La dernière étape de l’odyssée MED25 Le Bel Espoir, la traversée de Naples à Marseille, en passant par Rome, se concentre sur le thème de l’édification de la paix. Par la rencontre et la connaissance mutuelle plutôt que par des logiques de confrontation et de défense d’intérêts particuliers, les 25 jeunes à bord, venant de tous horizons et de toutes religions, incarnent la preuve vivante que le dialogue et la paix sont possibles. Reportage.

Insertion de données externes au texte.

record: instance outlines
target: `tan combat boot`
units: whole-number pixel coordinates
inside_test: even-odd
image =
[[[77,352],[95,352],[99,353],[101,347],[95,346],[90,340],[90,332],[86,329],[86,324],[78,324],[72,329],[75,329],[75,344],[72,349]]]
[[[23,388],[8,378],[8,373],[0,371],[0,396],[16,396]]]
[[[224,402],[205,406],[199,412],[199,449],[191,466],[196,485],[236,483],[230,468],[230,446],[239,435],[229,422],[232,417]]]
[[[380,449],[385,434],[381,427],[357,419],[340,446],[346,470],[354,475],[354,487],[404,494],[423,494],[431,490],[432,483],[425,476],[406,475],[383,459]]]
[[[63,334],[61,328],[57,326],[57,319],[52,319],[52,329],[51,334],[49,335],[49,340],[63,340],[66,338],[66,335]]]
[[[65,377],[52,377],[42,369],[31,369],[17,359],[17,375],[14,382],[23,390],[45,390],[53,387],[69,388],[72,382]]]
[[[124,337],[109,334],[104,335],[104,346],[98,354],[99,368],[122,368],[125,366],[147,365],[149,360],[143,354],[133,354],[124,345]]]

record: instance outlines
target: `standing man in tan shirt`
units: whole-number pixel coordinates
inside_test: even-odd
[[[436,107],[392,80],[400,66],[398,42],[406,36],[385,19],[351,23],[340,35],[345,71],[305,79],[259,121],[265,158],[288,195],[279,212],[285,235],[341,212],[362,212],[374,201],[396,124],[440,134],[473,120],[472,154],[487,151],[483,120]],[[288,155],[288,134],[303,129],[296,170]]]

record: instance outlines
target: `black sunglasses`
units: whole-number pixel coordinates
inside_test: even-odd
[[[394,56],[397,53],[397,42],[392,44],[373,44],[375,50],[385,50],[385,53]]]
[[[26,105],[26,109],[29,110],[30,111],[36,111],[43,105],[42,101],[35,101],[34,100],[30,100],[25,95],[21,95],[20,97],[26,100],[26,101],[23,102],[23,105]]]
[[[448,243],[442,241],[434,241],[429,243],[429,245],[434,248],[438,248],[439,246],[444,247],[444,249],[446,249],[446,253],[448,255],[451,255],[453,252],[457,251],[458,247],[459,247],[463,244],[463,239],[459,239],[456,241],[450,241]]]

Delphine Allaire – Naples, Italie

«Je voudrais tant étudier ici!». Face à l’époustouflante vue depuis la faculté pontificale de théologie d’Italie méridionale sur la baie de Naples et le Vésuve, les mots manquent à certains. La vingtaine de jeunes de la huitième et ultime étape du Bel Espoir est arrivée à Naples et vient de passer sa première nuit à quai à bord du trois-mâts amarré à la capitainerie, qu’ils ont tous découvert «avec beaucoup d’émotion». Après avoir arpenté la cité parthénopéenne, ses églises, ses musées et ses œuvres sociales, la matinée est académique sur la colline idyllique du Pausilippe. En ce lieu, il y a six ans, le Pape François délivrait un discours fondateur sur la théologie de la Méditerranée ayant largement inspiré le projet de l’odyssée. Un colloque sur la paix occupe ce lundi matin les jeunes méditerranéens de 20 à 35 ans, sélectionnés pour représenter les cinq rives, de diverses religions. Pour cette étape, l’Albanie, l’Espagne, la France, l’Italie, la Bosnie, la Palestine, l’Égypte, la Libye et l’Algérie sont, entre autres, représentées. «Il y a tellement de différences entre nous mais nous avons l’impression de nous connaitre déjà, c’est très spécial. On chante, on parle de tout. On a tous l’impression d’avoir déjà vécu sur ce bateau avec ces mêmes personnes», relève Bouchra, jeune Algérienne, médecin exerçant désormais en Espagne. Elle est, sur le bateau, l’une des rares à avoir déjà participé aux rencontres méditerranéennes MED23 de Marseille précédant la venue du Pape François. À l’époque déjà, l’idée d’un bateau creusait son sillon parmi les jeunes. Elle s’est matérialisée en cette année du jubilé, pensée comme un pèlerinage itinérant et décentré, bien que les jeunes à bord soient de toutes religions.

 

Un outil de transformation intérieure

Aurore, responsable de l’équipe pour l'étape, insiste d’ailleurs: «Ce n’est pas une rencontre interreligieuse, mais interpersonnelle. La rencontre de l’autre dans les différences». Non sans succès, au bout de trois jours, des liens profonds se sont tissés. Le milieu de la navigation n’y est pas étranger. «Quand on se retrouve dans un équipage qu'on ne connaît pas, il y a un petit temps d'ajustement pour trouver sa place, qui n'est pas forcément, sur le bateau, la même que sur terre. Chaque chose a sa place. Il y a des équipées pour ranger la nourriture, il y a différentes façons de fonctionner. C'est un apprentissage intérieur, sortir de soi pour trouver sa place», poursuit la jeune Française, assurant que tout le groupe est aussi à la rencontre de l’instabilité. «Autant dans le bateau, sur la mer avec le vent, qu'en soi-même. Nous sortons de notre confort, des habitudes et on découvre une autre partie de soi qui permet du coup d'aller à la rencontre de l'autre.» «Un chaos créateur», résume Dorotea, Albanaise de 22 ans, plaisantant sur les conditions spartiates à bord. Trois salles de bain pour 30 personnes.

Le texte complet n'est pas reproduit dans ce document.